For Kierkegaard, the father of existentialism, one stands within existence as both a subject experiencing subjectively while yet aware of the external objective world. But the two worlds of subjective/objective (or first person/third person) are not, for Kierkegaard, of equal weight. In his Concluding Unscientific Postscript, written in 1846, he states: His prodigious learning which lies like a dragon at faith’s door, threatening to devour it, will become a handicap, forcing him to put forth an even greater prodigious effort in fear and trembling in order not to fall into temptation and confuse knowledge with faith.

We want to say “I know”, and not merely “I believe”.

And yet the subjective experience is still central.

Fear and trembling.

An inmate at Metropolitan Detention Center (MDC) told me that she used to be an assistant to a plastic surgeon and this inmate was the office help/con artist, however you want to refer to these sorts of jobs, who would suggest other procedures for the potential patient saying things like, “you know, you have some sagging here that would look so much better if we just pulled it up a bit”. She said she had that job for 11 years and all during that time she wore lots and lots of make-up and never left home without it, yet always felt inadequate and not quite pretty. I was surprised to hear her say this, because in fact, this inmate, a woman in her thirties, was quite pretty. She then said something that really startled me. “But while I’ve been in prison, I haven’t worn make-up and now I have so much more self-confidence. All those insecurities have gone away about how I look and I realize that I can project who I am inside.”

Women and men. To agree to go over into the man’s world – the traditional move a woman would make in a marriage vow – is, too, a jump into the unknown. Where here, too, the entrance is manned by a dragon at the door, though in this instance it is a dragon that harnesses the unequal weight of power distribution. Mary Wollstonecraft, writes: Women are told from their infancy, and taught by the example of their mothers, that a little knowledge of human weakness, justly termed cunning, softness of temper, outward obedience, and a scrupulous attention to a puerile kind of propriety, will obtain for them the protection of man; and should they be beautiful, every thing else is needless, for, at least, twenty years of their lives. She states, a page later: if then women do not resign the arbitrary power of beauty.—they will prove that they have less mind than man. Excerpt: Vindication of the Rights of Women (1792)

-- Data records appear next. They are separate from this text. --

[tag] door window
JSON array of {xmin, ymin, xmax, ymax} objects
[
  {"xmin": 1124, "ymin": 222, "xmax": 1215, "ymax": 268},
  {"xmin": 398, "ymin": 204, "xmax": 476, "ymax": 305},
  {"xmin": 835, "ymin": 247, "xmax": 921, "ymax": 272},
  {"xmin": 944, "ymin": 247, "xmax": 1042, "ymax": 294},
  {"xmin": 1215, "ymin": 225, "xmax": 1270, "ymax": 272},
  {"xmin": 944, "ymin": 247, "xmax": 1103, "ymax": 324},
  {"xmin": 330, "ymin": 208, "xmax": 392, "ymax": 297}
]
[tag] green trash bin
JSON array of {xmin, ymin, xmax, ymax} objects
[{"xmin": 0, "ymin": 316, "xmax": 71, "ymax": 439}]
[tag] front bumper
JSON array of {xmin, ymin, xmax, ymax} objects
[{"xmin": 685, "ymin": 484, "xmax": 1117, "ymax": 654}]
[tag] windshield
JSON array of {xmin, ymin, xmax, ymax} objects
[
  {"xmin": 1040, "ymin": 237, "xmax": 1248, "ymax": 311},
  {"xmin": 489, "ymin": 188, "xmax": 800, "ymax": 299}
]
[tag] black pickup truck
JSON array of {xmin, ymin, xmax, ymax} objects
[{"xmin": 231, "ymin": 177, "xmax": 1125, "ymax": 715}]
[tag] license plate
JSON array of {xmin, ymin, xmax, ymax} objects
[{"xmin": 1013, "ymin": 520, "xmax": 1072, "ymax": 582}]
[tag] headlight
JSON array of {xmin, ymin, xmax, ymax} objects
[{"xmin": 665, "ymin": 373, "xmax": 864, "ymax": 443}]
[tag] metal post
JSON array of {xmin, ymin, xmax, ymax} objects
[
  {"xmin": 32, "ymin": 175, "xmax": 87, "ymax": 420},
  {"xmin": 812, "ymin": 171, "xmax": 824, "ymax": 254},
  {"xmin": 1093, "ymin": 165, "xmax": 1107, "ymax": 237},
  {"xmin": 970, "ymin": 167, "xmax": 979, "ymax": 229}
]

Do not dismiss it for being old. For it is hardly out of date. It is still true that women stand with fear and trembling at the door of male approval. The global revenue for cosmetics is approximately $650 billion for the year 2024. That is unbelievable.

…This is what women have faith in e.g., the so-called power of their own beauty. But is it really power when that passivity of presentation – the inherent passivity that is found in the displaying of and the offering up – eviscerates the ability to exert power and demands on their own right? One has to wonder about the double standard here; men don’t display themselves. It is their character that they believe will be conveyed. Am I cool looking, or smart looking, or tough looking, or successful looking? All those character traits are valued. But my friend the inmate is right: the worry about displaying one’s beauty eviscerates any self-confidence in one’s character. There is no subjectivity, only objectivity and only for others. Six hundred and fifty billion.

Fear is really a governing power in the human body, in the human mind. It is the mechanism that recognizes power. It is subjective in that it is a registering of one’s own internal measure of vulnerability but it is also objective because it measuring also the strength and violence of the external other. It is trembling.